A fast-paced, unsettling story of murder and psychosis in Dublin, Ireland. From the first sentence we know that the distinguished jurist Andrew Fitzsimmons killed Annie Doyle. Why we don’t find out for much of the book but we begin to see how the event affected the respective families right away. Andrew Fitzsimmons is overwhelmed with guilt and remorse, his wife Lydia around whom everyone else revolves blames Annie for the entire situation, and their coddled son Laurence just knows something is badly wrong with his parents. The Doyles are distraught with the disappearance of their problematic daughter and even more so when the police investigation uncovers drug use and prostitution in Annie’s recent past. Annie had already disappointed them by becoming pregnant out of wedlock a few years earlier, and her strict father committed her to one of the famous Irish baby homes. When Annie came home after two years, she was indelibly changed.

The book begins in 1980 with the murder and ends in 2016 with a stunning resolution. Each chapter is told from the perspective of Lydia, Laurence, or Karen, Annie’s sister.

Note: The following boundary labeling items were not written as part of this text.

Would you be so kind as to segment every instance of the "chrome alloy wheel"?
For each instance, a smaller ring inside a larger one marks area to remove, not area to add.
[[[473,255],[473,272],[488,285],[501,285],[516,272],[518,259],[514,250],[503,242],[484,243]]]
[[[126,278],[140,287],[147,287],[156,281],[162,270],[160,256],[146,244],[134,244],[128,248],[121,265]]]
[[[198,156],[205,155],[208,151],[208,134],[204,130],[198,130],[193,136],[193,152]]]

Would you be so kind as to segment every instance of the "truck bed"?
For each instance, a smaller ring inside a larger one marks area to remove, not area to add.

Karen in particular is a sympathetic character whose life is devastated by the disappearance of her sister. Lydia seems to be self-centered and possessive at the start, perhaps to be expected of an only child from a wealthy family, and then the gaps in her empathy with anyone she encounters including her husband begin to point to something much more serious. The person most affected is her son Laurence, upon whom she focuses all of attention.

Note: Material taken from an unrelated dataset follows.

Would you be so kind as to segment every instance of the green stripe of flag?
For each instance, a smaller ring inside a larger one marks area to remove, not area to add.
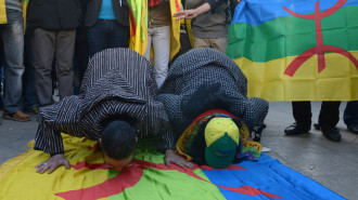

The other characters – Judge Fitzsimmons, his mother and brother, the Doyle parents, the police, Laurence’s coworkers and girlfriends – are all filtered through the lens of Karen, Lydia, and Laurence but because the narrator is so clearly defined it is easy to sort through the narrator’s perceptions to understand what these other people are thinking and feeling. The girls attracted to Laurence, a sheltered, obese teen when the book opens, are an interesting reflection of his own internal state and his maturation process.

A fascinating and troubling book. Starred reviews from Library Journal, Publishers Weekly, and Booklist.

Reviewed by Aubrey Hamilton, May 2018.